Pandas version checks
-
[X] I have checked that this issue has not already been reported.
-
[X] I have confirmed this bug exists on the latest version of pandas.
-
[ ] I have confirmed this bug exists on the main branch of pandas.
Reproducible Example
import pandas as pd
import os
df = pd.DataFrame({("A", 1): [0], ("", 1): [1]})
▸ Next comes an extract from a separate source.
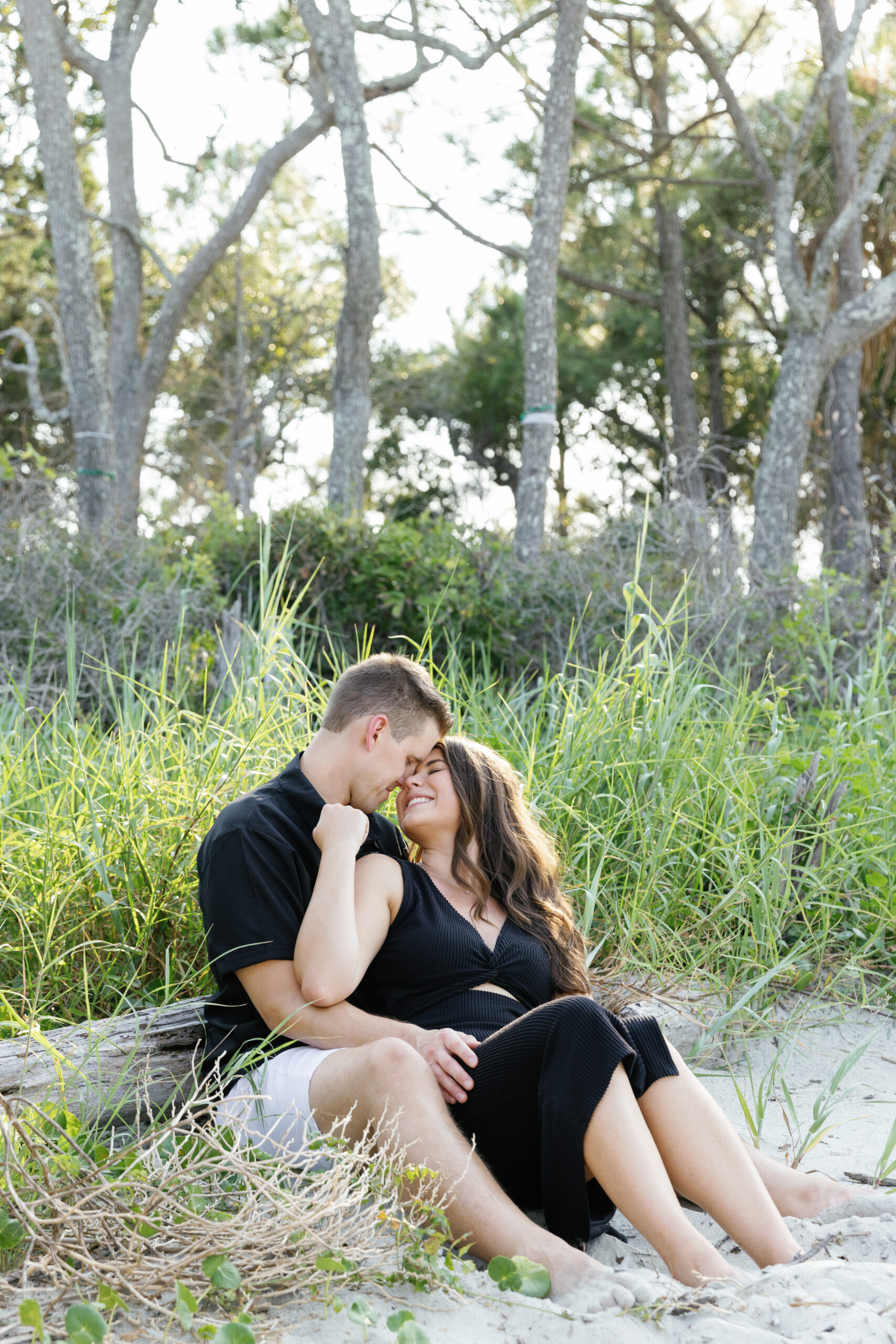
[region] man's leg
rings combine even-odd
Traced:
[[[349,1140],[359,1140],[364,1126],[382,1116],[395,1120],[396,1146],[408,1161],[442,1173],[442,1189],[451,1192],[451,1232],[469,1234],[470,1249],[481,1259],[528,1255],[549,1270],[553,1297],[606,1274],[602,1265],[537,1227],[508,1199],[451,1120],[429,1064],[406,1042],[387,1038],[336,1051],[316,1070],[309,1098],[322,1130],[351,1113]]]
df.to_excel(os.path.expanduser("merge_empty.xlsx"), merge_cells=True)
Issue Description
When an empty string is present in a MultiIndex header, to_excel
will treat it as the merge it incorrectly with the previous column entry on that level. In the example above, the first and second columns should not merge because their first level entries are different.
See the screenshot below:
The issue arises from the use of an empty string as the sentinel
in MultiIndex.format
Expected Behavior
The column header should not merge past empty strings.
See the screenshot below:
Installed Versions
Comment From: tehunter
The following code snippet should be able to replace level_lengths
so that to_excel
handles empty strings correctly
(In pandas.io.formats.excel
)
class ExcelFormatter:
# ...
def _format_header_mi(...):
# ...
level_lengths = pandas.io.formats.format.get_level_lengths([[False] + [lev_codes[i] == lev_codes[i+1] for i in range(len(lev_codes)-1)] for lev,lev_codes in zip(columns.levels, columns.codes)], sentinel=True)
Rather than getting level lengths based on the output of columns.format
, it gets the level lengths from the column codes directly.
I haven't tested multi-index rows, but it's probably the same problem and solution.
Comment From: tehunter
take
Comment From: tehunter
Looking into this more, there's more ramifications than expected. The problem I discussed above references the behavior when writing. However, similar behavior exists when reading.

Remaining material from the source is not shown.